For the past 17 years, Nory Schultz has called “Town and Country RV Park” home, but no more. Schultz will now call the park, renamed Daytona Speedway KOA home, according to the Daytona Beach (Fla.) News-Journal.
The park is one of two campgrounds owned by the O’Dwyer family that recently joined the Kampgrounds of America (KOA) network. The other park, Orange Isles Campground in Port Orange, is now Daytona Beach KOA.
“We always liked it because of the location,” Schultz said about the park while chatting with friends and fellow campers Wilma and Dallas Jarvis and Gert Panther this month.
A native of Akron, Ohio, Schultz said she moved to Daytona from the Florida Keys. “We were looking for a place with lots of trees because it was so hot in the Keys,” she said, adding she planned to stay in Daytona just half of the year but ended up being a year-round resident.
Besides new names, the KOA affiliation has resulted in some physical changes at both parks, with more to come. At Daytona Beach KOA, for example, the bathrooms have a new color scheme, and there is now a fire pit located on site.
There also are plans to install a fire pit at Daytona Speedway KOA, said Shelly Patterson, who, along with her husband, Lowell, manages both campgrounds.
The new paint job and fire pits are just the beginning of changes planned for the parks, Shelley Patterson said during an interview at the Daytona Speedway office.
“We will change the layout of the park eventually,” she said, adding the owners also want to add cabins at both locations for guests who don’t own RVs but still want the camping experience.
The O’Dwyer family has owned the parks since 1978 but didn’t decide to affiliate with KOA until this year. “It’s a different world out there now,” Brian O’Dwyer said, noting that when his dad bought the site, there was a dairy farm where the flea market now sits.
People now bring their computers with them on vacation, O’Dwyer said. “You have to have Wi-Fi now. If you don’t have it at your park, you can forget it.”
Being able to book reservations online also is important, he said. KOA has a computerized system for its franchisees. “To have a website and to maintain the kind of marketing power that KOA has is hard for an independent to do,” O’Dwyer said in a telephone interview.
Franchisees pay an initial fee of $25,000 to join KOA and annual royalties of 10%. The properties also undergo a 600-point campground inspection each year.
Mike Gast, a KOA spokesman, said the brand’s marketing is what sets it apart. “We are the strongest established brand in North America,” Gast said in a telephone interview from Montana. In 1982, there were nearly 900 KOA-affiliated campgrounds. Through the years, the number declined as sites were gobbled up by development, he said.

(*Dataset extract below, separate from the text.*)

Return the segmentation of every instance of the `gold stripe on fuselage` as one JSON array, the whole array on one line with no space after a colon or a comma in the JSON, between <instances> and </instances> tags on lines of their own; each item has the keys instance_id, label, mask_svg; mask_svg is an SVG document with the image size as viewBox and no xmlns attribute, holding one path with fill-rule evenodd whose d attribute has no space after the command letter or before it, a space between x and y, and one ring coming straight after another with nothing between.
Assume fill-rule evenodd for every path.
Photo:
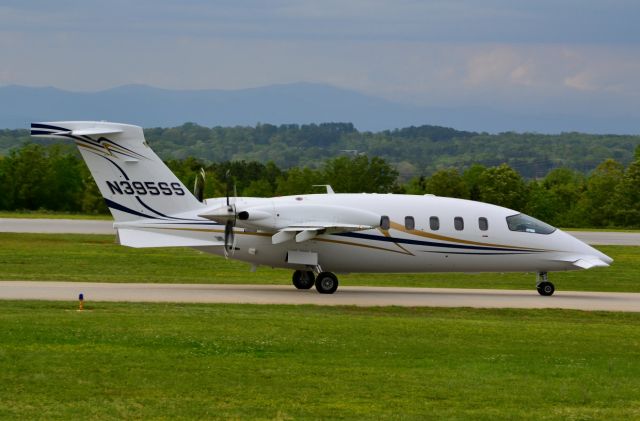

“Also, we’re pretty fussy about who we let in,” he said, noting the company has 10 teams of inspectors that travel the country visiting member campgrounds.
One reason the KOA brand has remained strong, he said, is that campers like to stay and spend money with familiar brands.
Better customer service is another thing the KOA brand has bought to both campgrounds, Patterson said. The camp stores, for example, now stay open longer and campers are escorted to their sites after checking in. “There was not a lot of customer service before,” she said, adding the change resulted in hiring more employees. There are now 18 workers at the two campgrounds.
The change also will mean there may be fewer spots in the future for long-term campers, Patterson said.
“We are a campground and by nature, we should be more transient,” she said. While having long-term visitors helps with cash flow between April and September, the campgrounds actually lose money during special event months, such as February, because they are not able to increase the fee, she said.
The goal, she said, is to come up with a better balance.
O’Dwyer estimated less than 25% of his lessees are long-term tenants.
“We want to be a campground, not a mobile home park,” he said.